Şeyh: Bu sözleriniz doğrudur. Ama Allah’ın iradesi doğal olmayan böyle bir şeye taalluk etmez. Allah-u Teala gayb ilmini öğretmensiz kimseye ihsan etmez.

Davetçi: Zaten yanlışınız da buradadır. Biraz olsun düşünmüyorsunuz. Hatta bizzat kendi alimlerinizin aksine sözler beyan ediyorsunuz. Halbuki konu açıklamaya bile gerek kalmayacak kadar apaçık ortadadır. Allah’ın seçtiği enbiya ve evsiyasına kendileri için gerekli olan gayb ilmini ihsan etmiş olduğu hususunda hiçbir şek ve şüphe yoktur.

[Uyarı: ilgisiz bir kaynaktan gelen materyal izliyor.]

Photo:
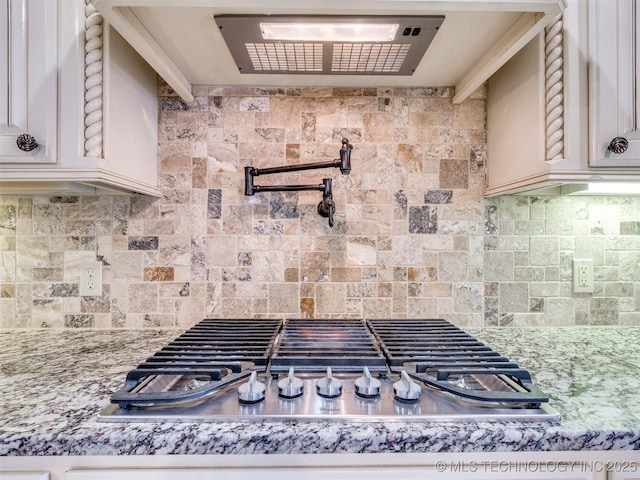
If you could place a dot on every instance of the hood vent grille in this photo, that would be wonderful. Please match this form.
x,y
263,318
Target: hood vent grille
x,y
401,56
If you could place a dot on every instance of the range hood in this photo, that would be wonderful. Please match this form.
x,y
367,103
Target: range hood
x,y
459,43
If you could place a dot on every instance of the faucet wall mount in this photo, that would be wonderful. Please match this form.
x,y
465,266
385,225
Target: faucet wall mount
x,y
326,207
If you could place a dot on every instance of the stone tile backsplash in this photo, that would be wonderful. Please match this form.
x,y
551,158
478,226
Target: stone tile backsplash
x,y
413,236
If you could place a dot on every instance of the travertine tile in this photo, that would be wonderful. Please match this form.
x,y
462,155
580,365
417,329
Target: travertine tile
x,y
413,235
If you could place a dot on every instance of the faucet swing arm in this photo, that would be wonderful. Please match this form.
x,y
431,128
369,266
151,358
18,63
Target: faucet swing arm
x,y
326,207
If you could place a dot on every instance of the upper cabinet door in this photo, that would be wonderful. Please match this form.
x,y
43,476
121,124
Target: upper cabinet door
x,y
28,81
614,82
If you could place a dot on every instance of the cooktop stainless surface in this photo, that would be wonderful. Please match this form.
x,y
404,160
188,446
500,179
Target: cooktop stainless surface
x,y
319,370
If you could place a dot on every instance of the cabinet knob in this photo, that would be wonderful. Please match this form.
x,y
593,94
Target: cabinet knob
x,y
618,145
26,142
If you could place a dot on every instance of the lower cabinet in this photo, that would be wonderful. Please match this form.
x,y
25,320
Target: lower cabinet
x,y
453,471
24,475
588,465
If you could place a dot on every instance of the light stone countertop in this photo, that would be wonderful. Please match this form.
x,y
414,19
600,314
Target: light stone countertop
x,y
53,383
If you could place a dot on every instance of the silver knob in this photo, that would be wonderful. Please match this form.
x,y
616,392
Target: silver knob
x,y
366,385
405,389
252,391
618,145
291,386
26,142
328,386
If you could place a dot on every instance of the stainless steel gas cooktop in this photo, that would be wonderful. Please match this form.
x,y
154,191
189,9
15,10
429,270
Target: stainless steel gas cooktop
x,y
319,370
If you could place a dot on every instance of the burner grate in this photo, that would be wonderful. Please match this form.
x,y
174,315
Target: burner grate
x,y
441,355
217,340
312,346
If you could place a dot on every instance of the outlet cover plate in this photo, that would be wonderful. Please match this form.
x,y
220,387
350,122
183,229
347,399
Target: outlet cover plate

Şeyh: Açıkça insanlardan gayb ilmini reddeden bu ayetler karşısında deliliniz nedir?

Davetçi: Biz de Kur’ân-ı Kerim’in bu ayetlerine muhalif değiliz; zira Kur’ân-ı Kerim’in her ayeti özel bir şey için inmiştir. Durum gereği bazen olumlu, bazen de olumsuz nazil olmuştur. Bu yüzden alimler Kur’ân hakkında şöyle demiştir: “Kur’ân-ı Kerim’in ayetleri bazısı bazısını güçlendirir/teşdit eder.”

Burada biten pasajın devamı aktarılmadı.